Music Students Program A Robot Orchestra

A CalArts student shows off his robot. i i

hide captionA CalArts student shows off his robot.

Laura Sydell/NPR
A CalArts student shows off his robot.

A CalArts student shows off his robot.

Laura Sydell/NPR

Learning how to program computers isn't typically a requirement for music students, but a professor at the California Institute for the Arts says it should be. Thanks to Ajay Kapur of CalArts, music students are learning how to program and build robots.

Kapur offers a class in which students become part of the Karmetic Machine Orchestra, an ongoing project of his. But when this orchestra warms up, it isn't the typical scene. Instead of telling the musicians to tune to A, Kapur tells them to "tune into the client." A series of boings, pings and reverberating notes follows, and then the orchestra begins.

Watching the Karmetic Machine Orchestra is like getting a peek at the inner workings of a factory through a sheet of glass. It churns. Gears turn. Wired mallets beat drum heads. Some of the musicians sit at laptops looking like workers as they rhythmically press buttons.

Robots That Improvise

The robots aren't built to resemble humans. They're made of screws, wires and found objects. For example, there's a "string bot" made of aluminum boxes, skateboard wheels and guitar picks. Student Jim Murphy's robot has a motor that spins quickly and plucks a string with guitar pick. He can adjust the speed of the motor with his laptop and change the pitch, or even make it sound like a slide guitar.

Programming machines to make music isn't new; it's been around as long as player pianos have existed. But these robots are different: They've been programmed to improvise. That means that Murphy and the other musicians are never certain how a robot will respond.
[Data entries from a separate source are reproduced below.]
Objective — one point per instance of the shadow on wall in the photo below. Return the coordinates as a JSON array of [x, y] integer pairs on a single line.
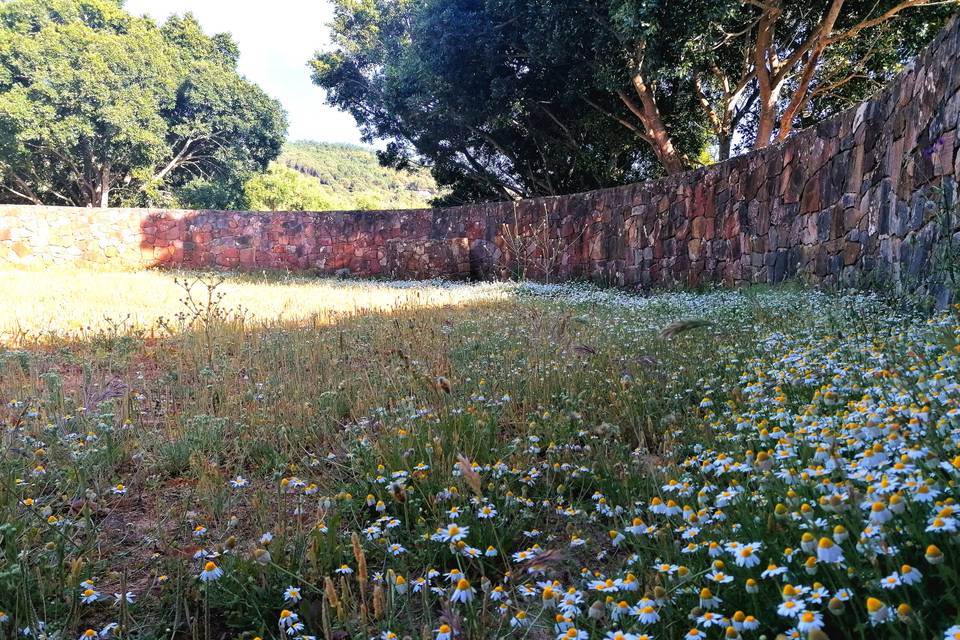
[[869, 193]]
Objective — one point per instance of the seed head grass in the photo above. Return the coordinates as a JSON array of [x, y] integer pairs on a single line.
[[212, 456]]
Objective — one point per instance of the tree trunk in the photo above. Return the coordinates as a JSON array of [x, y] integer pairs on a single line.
[[656, 130], [724, 142], [767, 119], [101, 196]]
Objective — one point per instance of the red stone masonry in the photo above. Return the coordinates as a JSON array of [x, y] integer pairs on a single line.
[[871, 190]]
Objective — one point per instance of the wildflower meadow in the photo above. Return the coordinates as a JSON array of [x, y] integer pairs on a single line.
[[438, 461]]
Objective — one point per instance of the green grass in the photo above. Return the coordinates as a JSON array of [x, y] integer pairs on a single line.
[[360, 414]]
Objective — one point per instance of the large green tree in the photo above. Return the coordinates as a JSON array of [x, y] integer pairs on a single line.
[[496, 96], [513, 98], [99, 107]]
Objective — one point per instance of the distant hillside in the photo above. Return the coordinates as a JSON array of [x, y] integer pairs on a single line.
[[351, 177]]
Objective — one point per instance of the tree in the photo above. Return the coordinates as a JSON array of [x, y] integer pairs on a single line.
[[98, 107], [284, 189], [513, 98], [516, 113], [777, 64]]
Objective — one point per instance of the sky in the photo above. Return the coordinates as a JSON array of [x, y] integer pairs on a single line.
[[276, 40]]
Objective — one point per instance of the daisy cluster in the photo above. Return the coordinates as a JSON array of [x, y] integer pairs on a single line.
[[784, 467]]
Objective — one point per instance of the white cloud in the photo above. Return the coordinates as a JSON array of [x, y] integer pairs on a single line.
[[276, 40]]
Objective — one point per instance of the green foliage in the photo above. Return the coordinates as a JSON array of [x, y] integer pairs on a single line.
[[283, 189], [99, 107], [346, 177], [555, 96], [514, 114]]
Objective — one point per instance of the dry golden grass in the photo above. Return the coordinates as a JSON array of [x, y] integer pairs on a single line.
[[74, 302]]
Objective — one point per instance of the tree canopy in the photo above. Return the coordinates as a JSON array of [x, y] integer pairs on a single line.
[[99, 108], [519, 98]]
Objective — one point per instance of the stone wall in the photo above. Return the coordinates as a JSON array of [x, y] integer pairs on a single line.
[[867, 193]]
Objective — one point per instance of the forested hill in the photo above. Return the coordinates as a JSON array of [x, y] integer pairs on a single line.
[[351, 177]]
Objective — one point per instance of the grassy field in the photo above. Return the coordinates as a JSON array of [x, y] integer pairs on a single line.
[[389, 460]]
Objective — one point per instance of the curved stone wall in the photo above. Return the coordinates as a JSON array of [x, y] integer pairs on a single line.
[[868, 193]]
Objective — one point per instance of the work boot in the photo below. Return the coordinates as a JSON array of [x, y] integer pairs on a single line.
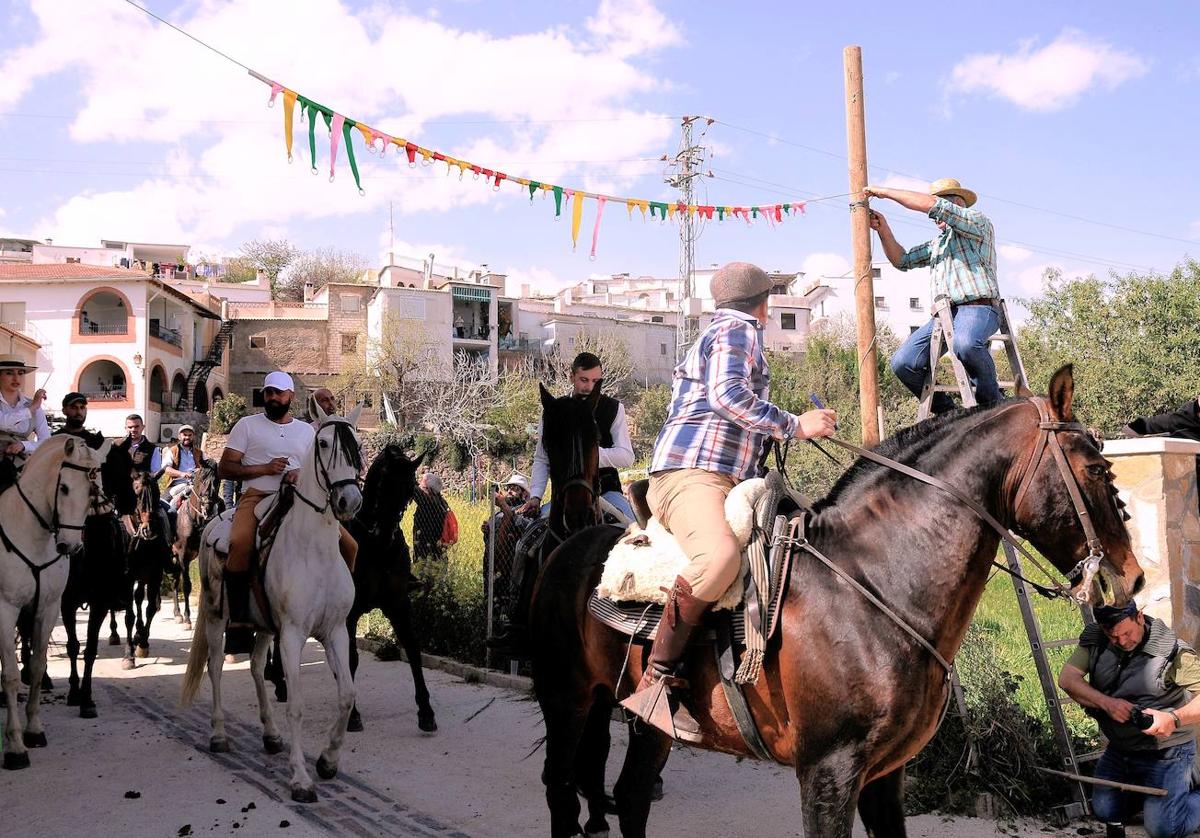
[[658, 698], [238, 594]]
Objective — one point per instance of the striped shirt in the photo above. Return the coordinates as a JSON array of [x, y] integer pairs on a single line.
[[719, 417], [963, 258]]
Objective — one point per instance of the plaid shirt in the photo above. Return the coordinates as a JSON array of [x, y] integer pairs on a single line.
[[963, 258], [719, 417]]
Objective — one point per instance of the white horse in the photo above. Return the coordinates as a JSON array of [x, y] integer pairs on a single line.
[[311, 593], [41, 522]]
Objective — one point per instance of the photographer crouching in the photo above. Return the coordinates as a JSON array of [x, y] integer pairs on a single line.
[[1139, 682]]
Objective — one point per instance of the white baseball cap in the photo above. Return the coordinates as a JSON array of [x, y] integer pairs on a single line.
[[280, 381]]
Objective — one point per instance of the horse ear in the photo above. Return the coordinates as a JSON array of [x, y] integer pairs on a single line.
[[1062, 393]]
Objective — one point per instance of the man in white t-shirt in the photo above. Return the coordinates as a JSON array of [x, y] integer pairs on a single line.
[[263, 450]]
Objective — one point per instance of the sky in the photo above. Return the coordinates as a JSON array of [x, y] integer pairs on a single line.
[[1074, 121]]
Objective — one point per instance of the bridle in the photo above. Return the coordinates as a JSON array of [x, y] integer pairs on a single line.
[[343, 437]]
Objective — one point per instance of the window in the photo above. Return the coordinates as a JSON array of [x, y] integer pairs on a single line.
[[12, 315]]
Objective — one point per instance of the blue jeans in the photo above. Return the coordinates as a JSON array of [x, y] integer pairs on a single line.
[[1173, 816], [973, 325]]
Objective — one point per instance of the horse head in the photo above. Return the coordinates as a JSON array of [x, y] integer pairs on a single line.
[[337, 460], [388, 489], [1066, 503], [571, 440]]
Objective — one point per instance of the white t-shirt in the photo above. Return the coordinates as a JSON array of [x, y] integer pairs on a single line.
[[259, 440]]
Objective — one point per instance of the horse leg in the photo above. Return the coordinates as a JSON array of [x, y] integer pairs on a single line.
[[589, 765], [69, 623], [400, 615], [881, 806], [95, 623], [292, 639], [829, 789], [15, 754], [271, 740], [337, 656], [648, 752]]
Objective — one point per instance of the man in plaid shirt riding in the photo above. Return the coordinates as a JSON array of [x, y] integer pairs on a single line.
[[963, 269], [718, 424]]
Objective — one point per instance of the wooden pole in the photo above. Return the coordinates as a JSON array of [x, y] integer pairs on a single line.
[[861, 241]]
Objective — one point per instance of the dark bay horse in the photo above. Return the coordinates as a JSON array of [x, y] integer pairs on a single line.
[[203, 502], [382, 573], [846, 698]]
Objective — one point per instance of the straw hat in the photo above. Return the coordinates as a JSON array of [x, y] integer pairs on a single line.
[[15, 363], [951, 186]]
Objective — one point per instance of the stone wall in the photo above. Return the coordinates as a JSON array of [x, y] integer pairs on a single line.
[[1157, 479]]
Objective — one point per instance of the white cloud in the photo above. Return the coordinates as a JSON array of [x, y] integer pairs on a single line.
[[1048, 78], [1013, 252], [395, 69]]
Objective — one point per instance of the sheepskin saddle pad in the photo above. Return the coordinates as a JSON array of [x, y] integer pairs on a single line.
[[645, 561]]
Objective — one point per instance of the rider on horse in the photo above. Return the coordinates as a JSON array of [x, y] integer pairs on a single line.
[[718, 423], [263, 452]]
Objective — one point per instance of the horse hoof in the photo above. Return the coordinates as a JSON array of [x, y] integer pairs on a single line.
[[16, 761], [301, 795], [327, 771]]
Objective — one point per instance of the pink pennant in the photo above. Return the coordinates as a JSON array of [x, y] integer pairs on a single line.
[[595, 231]]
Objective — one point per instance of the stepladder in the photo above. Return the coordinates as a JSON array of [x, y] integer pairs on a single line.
[[942, 343]]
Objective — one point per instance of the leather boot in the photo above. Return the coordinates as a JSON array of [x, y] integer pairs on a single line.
[[659, 696], [238, 594]]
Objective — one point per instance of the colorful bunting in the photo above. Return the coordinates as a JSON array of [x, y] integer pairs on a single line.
[[341, 127]]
"You feel like you're playing with another human," Murphy says. "Instead of simply manipulating a tool, it feels like you are sitting there playing with something that has its own quirks. It has almost its own personality. Each robot has a different feel to it."

When Murphy talks about playing his robot, he almost sounds like a conductor. He says it's amazing to control an machine that sounds like an entire orchestra of percussive sounds. There are conventional instruments in the orchestra — a sitar, a bass, a piano — but even they are interconnected to the matrix of robots.

Software By Musicians

The programs that bring spontaneity to these robots were all written by the students. At a time when so much music is created with computers, Kapur says musicians should all know how to program. He says it gives them more control.

"Only knowing how to use, like, a software package that comes out from a certain company completely limits you," he says. "And this is the only way that you can really think about this media and this art. Learning to program and build all these things yourself, you can make up whatever you want."

But humans, not robots, should be making music, says Jaron Lanier, the musician, composer and computer scientist who popularized the term "virtual reality." Lanier says that, while it's interesting to have robots play music, it's a silly idea in the long run.

"I think it's kind of making a mistake in the sense that making robots play music is kind of missing the point," Lanier says. "It's sort of like having a robot have sex for you so you don't have to."

Musician John Woods-Wahl says robots aren't replacing humans, but that he thinks of them as instruments that can make sounds humans can't. Tyler Yamin has been working on a robot to play in a Gamelan, an Indonesian musical ensemble that includes gongs, flutes and metal drums.

"Normally, one person would play two or three pots at a time with two sticks," he says. "But instead of having a robot with two arms, I'm going to have a robot with seven arms."

A Science-Fiction Spectacle

Robots that pluck strings and bang drums are also a lot more interesting to watch than most electronic music. Kapur says he's never really compelled by the usual electronic show, in which someone stands behind a laptop hooked up to some speakers. An audience at a Karmetic Machine Orchestra performance, however, gets a close-up of the moving parts live on giant screens; the experience is more like watching a science-fiction movie.

Ultimately, Kapur says he's not trying to teach his students to be programmers — he's trying to help them become artists.

"We're not MIT and we're not like a technical university," he says. "We are a music school. Our job is to make good music that people want to listen to."